While it has been previously shown that individual cellular shape and differentiation are regulated by extracellular stiffness,8,23,49,75,76 our data highlight the fact that interacting cell populations within a tissue require an in-vivo-like elastic modulus to support the tissue's ability to self-organize, develop, and achieve homeostasis. The normal structure of a secretory acinar unit, in which AQP5-expressing cells form a spherical structure surrounded by a layer of SM α-actin-positive myoepithelial cells adjacent to the basement membrane, was achieved when SMG organ explants were cultured at the in-vivo-like, 0.48 kPa modulus. At high stiffness, we detected aberrant phenotypes, including abnormally shaped proacinar structures and lumenized proacinar structures lacking myoepithelial cells. Although previous research suggested that morphogenesis and differentiation are separate processes in the salivary gland,77 our data argue an interdependence of form and function.

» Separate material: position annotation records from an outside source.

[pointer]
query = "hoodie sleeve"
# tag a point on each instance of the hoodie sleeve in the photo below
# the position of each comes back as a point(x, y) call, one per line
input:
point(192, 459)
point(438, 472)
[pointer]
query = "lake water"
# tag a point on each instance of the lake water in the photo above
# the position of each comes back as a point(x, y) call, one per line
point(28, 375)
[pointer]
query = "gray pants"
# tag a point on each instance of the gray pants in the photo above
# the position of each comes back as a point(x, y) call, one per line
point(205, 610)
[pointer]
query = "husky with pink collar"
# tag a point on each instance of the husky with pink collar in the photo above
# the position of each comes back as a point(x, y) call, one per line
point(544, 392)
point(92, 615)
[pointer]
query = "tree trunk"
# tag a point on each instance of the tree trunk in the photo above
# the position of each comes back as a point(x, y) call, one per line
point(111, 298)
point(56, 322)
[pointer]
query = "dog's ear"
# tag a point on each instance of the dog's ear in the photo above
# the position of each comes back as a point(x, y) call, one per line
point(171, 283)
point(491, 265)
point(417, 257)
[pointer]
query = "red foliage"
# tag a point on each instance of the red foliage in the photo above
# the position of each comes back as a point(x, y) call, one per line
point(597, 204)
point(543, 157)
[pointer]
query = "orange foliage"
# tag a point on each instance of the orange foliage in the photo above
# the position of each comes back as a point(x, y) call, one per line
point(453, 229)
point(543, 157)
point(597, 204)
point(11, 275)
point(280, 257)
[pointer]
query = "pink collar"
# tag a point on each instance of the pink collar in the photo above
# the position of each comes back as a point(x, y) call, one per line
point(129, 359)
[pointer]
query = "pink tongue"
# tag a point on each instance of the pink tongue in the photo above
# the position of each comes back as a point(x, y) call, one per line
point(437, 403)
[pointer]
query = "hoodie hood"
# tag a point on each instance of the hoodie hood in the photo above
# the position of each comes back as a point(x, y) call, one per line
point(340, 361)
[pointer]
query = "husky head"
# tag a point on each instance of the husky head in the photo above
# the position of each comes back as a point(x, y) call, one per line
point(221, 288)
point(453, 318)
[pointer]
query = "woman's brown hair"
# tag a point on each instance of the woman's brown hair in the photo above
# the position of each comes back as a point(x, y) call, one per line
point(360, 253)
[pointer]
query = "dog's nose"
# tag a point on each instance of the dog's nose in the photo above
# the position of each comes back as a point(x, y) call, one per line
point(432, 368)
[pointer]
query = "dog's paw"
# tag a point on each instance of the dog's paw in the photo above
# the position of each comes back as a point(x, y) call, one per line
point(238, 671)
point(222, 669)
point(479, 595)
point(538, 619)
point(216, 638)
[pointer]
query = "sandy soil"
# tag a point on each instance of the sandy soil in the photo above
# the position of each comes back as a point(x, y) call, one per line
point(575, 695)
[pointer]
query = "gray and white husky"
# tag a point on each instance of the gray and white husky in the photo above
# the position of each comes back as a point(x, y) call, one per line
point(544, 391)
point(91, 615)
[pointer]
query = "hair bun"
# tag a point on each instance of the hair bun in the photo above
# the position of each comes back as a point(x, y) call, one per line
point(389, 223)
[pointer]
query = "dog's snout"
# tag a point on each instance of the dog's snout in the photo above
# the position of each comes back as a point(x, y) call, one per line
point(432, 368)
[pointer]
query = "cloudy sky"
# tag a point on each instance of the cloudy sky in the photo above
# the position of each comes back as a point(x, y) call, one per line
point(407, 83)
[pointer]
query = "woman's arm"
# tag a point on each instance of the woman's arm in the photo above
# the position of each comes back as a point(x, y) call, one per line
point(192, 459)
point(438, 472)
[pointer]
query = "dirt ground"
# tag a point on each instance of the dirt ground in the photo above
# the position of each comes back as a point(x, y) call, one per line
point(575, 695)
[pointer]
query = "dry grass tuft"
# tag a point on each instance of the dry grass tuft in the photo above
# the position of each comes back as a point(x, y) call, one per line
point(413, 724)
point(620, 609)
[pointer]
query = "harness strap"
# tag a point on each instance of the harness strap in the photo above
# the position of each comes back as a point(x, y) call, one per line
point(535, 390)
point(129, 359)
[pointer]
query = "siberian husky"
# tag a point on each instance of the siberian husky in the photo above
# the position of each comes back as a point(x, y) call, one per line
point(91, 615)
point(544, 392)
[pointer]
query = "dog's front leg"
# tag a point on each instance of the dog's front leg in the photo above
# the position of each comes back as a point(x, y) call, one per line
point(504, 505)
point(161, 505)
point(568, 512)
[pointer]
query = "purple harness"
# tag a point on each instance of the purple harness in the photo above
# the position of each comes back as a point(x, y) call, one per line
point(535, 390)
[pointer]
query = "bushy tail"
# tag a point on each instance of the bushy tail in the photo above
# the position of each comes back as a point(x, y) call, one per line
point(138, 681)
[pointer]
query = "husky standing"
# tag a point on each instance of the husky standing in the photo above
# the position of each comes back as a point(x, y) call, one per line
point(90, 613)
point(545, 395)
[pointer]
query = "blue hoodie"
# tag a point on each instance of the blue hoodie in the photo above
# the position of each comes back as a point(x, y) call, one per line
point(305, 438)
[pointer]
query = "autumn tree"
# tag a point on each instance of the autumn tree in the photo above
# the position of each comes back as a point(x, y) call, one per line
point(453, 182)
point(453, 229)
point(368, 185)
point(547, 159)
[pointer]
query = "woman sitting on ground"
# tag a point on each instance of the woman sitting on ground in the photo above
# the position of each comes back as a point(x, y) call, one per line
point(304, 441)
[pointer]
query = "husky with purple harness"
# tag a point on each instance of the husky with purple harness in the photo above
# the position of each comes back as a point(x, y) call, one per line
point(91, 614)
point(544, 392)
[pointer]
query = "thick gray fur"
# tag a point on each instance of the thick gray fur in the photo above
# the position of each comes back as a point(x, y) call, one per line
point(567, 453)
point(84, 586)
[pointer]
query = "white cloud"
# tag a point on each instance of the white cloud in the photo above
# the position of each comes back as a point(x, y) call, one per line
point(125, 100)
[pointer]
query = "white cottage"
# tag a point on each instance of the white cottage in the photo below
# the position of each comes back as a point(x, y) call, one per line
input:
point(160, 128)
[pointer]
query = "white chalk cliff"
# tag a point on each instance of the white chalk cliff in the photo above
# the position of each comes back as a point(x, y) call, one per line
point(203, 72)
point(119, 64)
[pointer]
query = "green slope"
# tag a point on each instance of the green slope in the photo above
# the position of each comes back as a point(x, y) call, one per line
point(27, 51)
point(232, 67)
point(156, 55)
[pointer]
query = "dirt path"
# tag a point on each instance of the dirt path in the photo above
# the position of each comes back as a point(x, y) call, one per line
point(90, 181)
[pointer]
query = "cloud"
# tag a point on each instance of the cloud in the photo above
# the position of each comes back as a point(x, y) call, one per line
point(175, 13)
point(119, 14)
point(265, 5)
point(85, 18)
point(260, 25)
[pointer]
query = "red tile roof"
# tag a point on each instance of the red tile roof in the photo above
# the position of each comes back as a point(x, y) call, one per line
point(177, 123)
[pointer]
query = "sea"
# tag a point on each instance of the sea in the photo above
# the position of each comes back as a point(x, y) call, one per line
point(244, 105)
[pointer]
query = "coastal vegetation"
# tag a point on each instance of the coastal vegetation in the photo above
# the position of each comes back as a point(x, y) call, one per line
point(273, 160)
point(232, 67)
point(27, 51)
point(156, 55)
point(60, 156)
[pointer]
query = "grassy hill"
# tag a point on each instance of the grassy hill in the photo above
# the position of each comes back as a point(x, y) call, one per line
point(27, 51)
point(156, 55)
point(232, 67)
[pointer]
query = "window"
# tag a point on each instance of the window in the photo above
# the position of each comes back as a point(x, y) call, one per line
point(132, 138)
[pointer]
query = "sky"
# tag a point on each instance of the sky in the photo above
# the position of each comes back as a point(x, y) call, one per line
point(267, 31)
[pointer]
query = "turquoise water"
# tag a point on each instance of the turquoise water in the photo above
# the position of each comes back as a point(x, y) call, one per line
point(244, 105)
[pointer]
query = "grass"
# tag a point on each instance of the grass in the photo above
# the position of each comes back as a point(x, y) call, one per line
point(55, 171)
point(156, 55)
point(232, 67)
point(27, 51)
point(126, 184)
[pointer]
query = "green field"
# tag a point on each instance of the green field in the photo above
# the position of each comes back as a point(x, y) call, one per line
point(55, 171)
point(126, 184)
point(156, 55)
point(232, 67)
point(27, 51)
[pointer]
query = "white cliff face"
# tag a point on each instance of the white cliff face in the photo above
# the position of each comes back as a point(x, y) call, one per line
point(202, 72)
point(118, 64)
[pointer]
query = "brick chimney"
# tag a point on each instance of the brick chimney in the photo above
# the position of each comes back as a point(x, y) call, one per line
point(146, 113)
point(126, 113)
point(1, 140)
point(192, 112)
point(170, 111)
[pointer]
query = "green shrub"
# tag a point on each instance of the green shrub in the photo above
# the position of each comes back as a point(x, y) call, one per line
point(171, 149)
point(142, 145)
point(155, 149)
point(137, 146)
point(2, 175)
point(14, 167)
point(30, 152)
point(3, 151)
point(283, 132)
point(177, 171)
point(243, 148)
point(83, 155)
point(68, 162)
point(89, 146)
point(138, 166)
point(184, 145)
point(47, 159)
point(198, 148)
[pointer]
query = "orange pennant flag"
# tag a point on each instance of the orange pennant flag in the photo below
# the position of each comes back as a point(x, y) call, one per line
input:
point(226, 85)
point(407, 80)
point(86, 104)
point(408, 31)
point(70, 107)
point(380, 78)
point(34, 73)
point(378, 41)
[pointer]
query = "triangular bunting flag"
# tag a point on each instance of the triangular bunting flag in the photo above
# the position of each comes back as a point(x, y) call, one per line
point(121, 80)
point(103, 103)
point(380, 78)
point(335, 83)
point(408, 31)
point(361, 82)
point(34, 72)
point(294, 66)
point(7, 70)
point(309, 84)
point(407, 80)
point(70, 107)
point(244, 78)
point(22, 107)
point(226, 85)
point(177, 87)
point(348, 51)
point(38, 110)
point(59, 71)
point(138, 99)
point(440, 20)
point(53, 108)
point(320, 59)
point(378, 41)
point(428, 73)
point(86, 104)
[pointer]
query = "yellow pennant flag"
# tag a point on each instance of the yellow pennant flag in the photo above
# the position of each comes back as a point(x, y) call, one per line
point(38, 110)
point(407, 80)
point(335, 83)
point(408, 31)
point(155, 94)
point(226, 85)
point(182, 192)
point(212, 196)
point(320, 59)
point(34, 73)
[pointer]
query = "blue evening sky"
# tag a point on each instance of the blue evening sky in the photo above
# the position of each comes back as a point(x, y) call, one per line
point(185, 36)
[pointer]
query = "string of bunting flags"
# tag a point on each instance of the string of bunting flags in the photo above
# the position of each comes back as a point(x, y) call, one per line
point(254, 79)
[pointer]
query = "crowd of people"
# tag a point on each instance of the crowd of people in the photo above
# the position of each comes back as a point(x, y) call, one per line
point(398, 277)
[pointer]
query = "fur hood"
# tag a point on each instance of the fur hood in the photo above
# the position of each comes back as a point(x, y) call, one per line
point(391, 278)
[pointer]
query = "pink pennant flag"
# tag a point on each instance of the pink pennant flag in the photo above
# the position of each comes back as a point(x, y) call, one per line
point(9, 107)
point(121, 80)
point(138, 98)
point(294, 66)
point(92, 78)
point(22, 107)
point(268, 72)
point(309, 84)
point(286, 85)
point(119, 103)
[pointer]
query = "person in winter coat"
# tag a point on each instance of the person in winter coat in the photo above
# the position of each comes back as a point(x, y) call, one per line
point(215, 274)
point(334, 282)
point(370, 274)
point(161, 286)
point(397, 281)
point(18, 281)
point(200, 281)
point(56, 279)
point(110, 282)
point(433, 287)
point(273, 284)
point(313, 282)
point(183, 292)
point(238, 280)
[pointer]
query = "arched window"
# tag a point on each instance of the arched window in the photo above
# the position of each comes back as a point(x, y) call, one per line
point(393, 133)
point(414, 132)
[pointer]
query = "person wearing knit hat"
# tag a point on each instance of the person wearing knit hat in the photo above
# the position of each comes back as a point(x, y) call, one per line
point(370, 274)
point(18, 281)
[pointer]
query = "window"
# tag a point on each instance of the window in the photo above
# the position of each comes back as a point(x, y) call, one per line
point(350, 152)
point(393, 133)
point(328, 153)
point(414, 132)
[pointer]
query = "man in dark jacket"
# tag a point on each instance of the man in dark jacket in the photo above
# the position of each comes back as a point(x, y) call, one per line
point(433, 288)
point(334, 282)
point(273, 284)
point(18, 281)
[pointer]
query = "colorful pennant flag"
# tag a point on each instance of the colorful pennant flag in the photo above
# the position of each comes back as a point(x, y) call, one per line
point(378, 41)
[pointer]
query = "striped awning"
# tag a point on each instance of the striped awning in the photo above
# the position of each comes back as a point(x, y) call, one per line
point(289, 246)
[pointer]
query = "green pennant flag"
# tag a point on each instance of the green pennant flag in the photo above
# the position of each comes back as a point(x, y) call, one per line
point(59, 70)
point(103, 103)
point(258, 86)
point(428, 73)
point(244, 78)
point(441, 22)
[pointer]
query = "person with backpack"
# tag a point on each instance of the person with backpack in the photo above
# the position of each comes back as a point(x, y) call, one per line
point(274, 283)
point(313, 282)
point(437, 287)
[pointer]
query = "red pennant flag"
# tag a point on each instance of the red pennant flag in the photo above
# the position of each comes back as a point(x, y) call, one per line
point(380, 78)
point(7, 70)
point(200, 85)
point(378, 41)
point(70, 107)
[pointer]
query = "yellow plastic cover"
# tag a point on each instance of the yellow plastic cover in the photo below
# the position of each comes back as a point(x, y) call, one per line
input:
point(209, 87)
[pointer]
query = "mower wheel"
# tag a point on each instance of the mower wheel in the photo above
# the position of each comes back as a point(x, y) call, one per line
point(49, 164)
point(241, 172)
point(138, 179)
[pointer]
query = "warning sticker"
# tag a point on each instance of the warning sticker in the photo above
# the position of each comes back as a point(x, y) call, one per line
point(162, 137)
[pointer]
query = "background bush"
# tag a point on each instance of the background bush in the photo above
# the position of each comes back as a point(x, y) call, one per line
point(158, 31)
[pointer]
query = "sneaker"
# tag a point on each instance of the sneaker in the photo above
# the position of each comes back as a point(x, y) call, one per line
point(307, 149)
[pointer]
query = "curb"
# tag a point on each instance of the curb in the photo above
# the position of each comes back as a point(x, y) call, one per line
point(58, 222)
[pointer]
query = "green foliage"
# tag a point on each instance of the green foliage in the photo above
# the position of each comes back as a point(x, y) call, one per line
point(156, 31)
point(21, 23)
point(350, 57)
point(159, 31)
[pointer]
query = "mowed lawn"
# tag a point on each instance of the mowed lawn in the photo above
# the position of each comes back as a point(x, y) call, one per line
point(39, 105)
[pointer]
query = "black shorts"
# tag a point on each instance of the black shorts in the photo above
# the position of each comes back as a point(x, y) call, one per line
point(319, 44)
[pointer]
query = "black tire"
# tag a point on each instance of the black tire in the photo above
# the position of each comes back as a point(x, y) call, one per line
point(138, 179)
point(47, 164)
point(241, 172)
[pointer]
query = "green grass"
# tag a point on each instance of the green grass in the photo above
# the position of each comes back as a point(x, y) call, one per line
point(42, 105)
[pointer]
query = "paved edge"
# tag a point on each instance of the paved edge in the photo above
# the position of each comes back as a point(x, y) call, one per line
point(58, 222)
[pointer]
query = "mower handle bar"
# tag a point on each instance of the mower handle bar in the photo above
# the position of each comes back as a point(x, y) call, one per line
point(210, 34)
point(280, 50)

In secretory organs such as salivary and mammary glands, the myoepithelium is reported to regulate acinar architecture; provide cues to the luminal cells for proliferation, differentiation, and polarization; and participate in stromal–epithelial interactions.32,78 Recent evidence also indicates a role for the myoepithelium in suppressing tumorigenesis.32,64,79,80 This suggests that these secretory tissues require bilayered acinar structures to support both the development and homeostasis of a functional organ. Scaffolds are often designed to support specific functional cell types, but given that mechanical cues affect different cell types differently, it may be more important to create scaffolds that can allow multiple interacting cells to self-organize. Our data indicate that the compliant, 0.48 kPa scaffold promoted the distribution of buds homogenous in structure and differentiation within both myoepithelial and secretory acinar populations. At high stiffness, the heterogeneous structure of the explants' shapes and extent of differentiation are structurally similar to that of certain cancers.81,82 Engineered scaffolds of appropriate stiffness may be required for tissues to achieve homeostasis and avoid progressing to a disease state. Further, the rescue of a tissue having abnormal morphology with a scaffold of the in-vivo-like compliance suggests that scaffolds of appropriate compliance may help to promote tissue regeneration or reversal of disease states, as with differentiation therapy.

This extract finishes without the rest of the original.